Her brows were knit together; her cogs were turning.

She didn’t understand. I didn’t want to tell her otherwise, to ruin the night like I always do. It wasn’t enough to say it was about “like, feminism.” Anything can be about feminism, because in everything there’s an imbalance of power. There will always be one person in the room that has more privilege than the rest, and that person is almost always an Ingram.

It didn’t surprise me that Rhodes didn’t understand then, and it doesn’t now—she doesn’t really know what it means to be a little further down the food chain than everyone else. I’m not much further down than she is—I’m just as white, Christian-adjacent, abled, and straight-passing as she is—but I’m aware of it.

“Yeah, just, you know—” Sarah’s pupils were blown out. She held on to me for dear life, the way Rhodes’s barely younger brother and then-dance-track student, Griffin, clung to Rhodes’s arm. Sarah liked Griffin then—she was infatuated, really. I think she thought he’d be an easy segue into being a fixture in Rhodes’s life forever.

She thought wrong.

“The motherfucking patriarchy,” said Griffin.

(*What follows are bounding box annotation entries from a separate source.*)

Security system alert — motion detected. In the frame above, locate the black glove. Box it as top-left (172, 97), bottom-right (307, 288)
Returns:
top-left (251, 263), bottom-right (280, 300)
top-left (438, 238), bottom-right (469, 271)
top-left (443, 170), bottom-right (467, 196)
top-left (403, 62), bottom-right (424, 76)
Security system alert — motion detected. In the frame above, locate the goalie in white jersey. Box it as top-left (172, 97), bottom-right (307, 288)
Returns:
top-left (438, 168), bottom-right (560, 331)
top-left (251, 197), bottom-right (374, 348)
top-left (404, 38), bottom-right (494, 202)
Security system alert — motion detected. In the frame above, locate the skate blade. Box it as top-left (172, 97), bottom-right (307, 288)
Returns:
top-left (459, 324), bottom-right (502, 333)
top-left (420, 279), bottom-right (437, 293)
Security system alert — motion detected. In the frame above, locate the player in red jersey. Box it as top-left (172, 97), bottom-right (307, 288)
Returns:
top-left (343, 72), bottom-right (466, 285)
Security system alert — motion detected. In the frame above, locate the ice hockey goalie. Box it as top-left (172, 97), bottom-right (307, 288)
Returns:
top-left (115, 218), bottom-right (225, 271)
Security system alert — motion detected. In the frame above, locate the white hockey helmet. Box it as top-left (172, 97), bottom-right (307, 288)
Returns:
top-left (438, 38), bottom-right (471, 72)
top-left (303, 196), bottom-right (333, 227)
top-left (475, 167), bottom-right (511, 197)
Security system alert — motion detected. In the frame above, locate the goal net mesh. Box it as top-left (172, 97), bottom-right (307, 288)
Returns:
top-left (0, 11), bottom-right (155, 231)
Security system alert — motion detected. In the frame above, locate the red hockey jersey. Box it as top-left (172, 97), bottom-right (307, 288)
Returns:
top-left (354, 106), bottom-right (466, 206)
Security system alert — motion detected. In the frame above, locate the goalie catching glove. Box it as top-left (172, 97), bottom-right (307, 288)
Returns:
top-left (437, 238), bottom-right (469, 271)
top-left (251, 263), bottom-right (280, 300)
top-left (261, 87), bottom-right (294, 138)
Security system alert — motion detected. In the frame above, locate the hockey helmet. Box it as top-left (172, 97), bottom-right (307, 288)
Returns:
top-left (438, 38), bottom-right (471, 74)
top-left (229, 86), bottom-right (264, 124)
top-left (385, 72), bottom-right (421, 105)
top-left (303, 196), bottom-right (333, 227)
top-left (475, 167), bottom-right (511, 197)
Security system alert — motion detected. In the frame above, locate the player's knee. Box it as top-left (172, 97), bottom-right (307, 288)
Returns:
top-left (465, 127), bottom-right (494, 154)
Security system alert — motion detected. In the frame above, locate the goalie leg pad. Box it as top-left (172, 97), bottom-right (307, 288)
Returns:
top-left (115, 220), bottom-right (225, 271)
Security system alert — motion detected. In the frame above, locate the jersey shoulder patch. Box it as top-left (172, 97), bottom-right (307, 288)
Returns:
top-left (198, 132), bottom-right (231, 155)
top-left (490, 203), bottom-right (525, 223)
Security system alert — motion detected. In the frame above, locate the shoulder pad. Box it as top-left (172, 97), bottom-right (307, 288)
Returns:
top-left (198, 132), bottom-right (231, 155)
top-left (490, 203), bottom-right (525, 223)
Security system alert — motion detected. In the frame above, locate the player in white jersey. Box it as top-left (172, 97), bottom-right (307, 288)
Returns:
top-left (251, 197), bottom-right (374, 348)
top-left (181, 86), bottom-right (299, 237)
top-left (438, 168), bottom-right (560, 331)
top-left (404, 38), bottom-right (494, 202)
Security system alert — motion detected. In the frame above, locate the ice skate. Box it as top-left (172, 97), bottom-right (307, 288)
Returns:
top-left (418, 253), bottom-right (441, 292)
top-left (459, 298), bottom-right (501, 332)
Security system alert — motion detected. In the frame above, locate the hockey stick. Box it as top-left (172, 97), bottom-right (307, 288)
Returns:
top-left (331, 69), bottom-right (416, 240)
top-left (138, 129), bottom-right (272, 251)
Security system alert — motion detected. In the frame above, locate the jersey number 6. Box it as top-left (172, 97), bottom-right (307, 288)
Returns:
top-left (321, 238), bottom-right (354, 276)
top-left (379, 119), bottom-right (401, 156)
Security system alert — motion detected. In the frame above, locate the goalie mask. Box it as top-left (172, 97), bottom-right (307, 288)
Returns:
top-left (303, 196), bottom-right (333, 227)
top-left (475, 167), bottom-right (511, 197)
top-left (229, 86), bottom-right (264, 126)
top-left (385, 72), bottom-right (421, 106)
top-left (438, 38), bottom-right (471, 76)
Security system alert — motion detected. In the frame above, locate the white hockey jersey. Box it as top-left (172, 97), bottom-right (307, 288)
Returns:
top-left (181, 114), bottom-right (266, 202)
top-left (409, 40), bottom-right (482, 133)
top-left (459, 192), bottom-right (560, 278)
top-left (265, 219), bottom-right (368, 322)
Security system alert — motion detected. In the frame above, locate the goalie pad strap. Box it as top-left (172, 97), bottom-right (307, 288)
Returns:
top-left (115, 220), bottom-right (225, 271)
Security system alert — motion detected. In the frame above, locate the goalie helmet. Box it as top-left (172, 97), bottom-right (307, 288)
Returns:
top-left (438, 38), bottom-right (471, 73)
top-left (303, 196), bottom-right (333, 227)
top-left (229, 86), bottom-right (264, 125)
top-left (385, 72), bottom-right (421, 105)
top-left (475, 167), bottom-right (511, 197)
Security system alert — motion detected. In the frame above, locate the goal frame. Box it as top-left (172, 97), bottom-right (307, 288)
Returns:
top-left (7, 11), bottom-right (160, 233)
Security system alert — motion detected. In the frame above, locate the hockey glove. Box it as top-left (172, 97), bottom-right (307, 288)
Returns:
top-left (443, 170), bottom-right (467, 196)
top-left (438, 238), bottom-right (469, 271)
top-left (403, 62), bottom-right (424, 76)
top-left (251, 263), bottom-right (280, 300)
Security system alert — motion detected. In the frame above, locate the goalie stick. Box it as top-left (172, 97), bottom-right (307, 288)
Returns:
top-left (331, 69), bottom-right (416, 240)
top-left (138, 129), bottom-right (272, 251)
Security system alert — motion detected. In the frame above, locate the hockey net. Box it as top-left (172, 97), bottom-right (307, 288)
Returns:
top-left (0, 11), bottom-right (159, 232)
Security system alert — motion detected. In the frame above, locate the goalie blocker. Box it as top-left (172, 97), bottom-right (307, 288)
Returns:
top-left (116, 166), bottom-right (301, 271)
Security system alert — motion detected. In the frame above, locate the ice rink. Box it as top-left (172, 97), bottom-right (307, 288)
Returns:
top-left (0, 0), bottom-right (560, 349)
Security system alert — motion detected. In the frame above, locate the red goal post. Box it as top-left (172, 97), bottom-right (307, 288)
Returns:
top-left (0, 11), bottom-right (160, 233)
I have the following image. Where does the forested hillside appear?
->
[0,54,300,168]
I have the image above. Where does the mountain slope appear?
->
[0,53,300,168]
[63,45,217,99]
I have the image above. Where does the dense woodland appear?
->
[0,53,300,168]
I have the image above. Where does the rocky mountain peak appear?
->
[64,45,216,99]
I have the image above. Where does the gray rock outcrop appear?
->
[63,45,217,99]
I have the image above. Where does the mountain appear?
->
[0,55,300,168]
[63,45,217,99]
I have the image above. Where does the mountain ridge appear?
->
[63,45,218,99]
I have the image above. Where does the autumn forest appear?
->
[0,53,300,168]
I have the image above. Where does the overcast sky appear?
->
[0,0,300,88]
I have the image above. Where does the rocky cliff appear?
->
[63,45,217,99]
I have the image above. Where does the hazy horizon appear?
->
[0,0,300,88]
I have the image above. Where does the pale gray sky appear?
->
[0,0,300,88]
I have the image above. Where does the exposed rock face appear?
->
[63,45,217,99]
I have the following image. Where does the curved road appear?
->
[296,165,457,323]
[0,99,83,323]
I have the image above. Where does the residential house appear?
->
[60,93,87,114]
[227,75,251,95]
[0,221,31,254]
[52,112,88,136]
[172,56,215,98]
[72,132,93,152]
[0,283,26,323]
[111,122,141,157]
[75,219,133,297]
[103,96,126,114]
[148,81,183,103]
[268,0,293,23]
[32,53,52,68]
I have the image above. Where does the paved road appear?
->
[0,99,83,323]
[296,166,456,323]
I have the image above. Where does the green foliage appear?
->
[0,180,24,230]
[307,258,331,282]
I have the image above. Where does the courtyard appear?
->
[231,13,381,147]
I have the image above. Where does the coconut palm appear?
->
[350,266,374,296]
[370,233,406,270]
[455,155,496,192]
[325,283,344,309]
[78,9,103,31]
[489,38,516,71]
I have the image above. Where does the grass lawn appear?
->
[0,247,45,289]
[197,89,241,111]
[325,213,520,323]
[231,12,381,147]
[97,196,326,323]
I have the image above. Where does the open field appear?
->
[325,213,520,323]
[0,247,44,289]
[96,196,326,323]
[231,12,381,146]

The motherfucking patriarchy. As if that phrase in and of itself wasn’t the purpose of the installation, the fact that women are continuously victims of sexual violence in Western culture, so much so that it has permeated our patterns of speaking and even the way we curse.

Rhodes sighed, and nodded appreciatively.

Sarah sighed, and nodded appreciatively.

Griffin sighed, and nodded appreciatively.

This is art, they communicated, with stoops in their shoulders and ennui-burdened frowns. This is life.

This is suffering.

Pot only ever makes me more philosophical. Everyone around me was melting into puddles, and I was practically writing ninety-nine theses on third-wave feminism on the back of a fifteen-year-old Kwickee Mart napkin that had been stuck to the bottom of my boot.

Griffin wobbled on Rhodes’s left. He was transfixed by the swirling lights against the far wall—reds and whites, then blues.

I stumbled, and then tripped over myself, even though I hadn’t taken a step in minutes.

Whatever was in the air was strong, and apparently it was all part of whatever the lead artist was trying to communicate to the audience. It occurred to me in a detached way that maybe I should be afraid I’d be next in the cooler.

Around us, the installation shifted quickly. The women in the coolers broke character, made eye contact with their would-be purchasers. The girl behind the counter turned to whisper to someone dressed in all black, invisible where they stood in a dark corner. People began to scramble, and unbind themselves, and dart for doors that led into back offices and alleyways.

“This is so realistic,” Rhodes mused. “I wonder what the shift means.”

“This must be the end of the second act,” Griffin said. As a dance-track student, he wasn’t watching the installation like an artist. He was watching it like a performer.

The pulsing music overhead squealed to a stop, but tinny, familiar sirens continued—a higher pitch than those on a police cruiser, or any kind of emergency response vehicle. It felt like an entire lifetime later that I recognized the sirens from the Conservatory security team’s safety vehicle.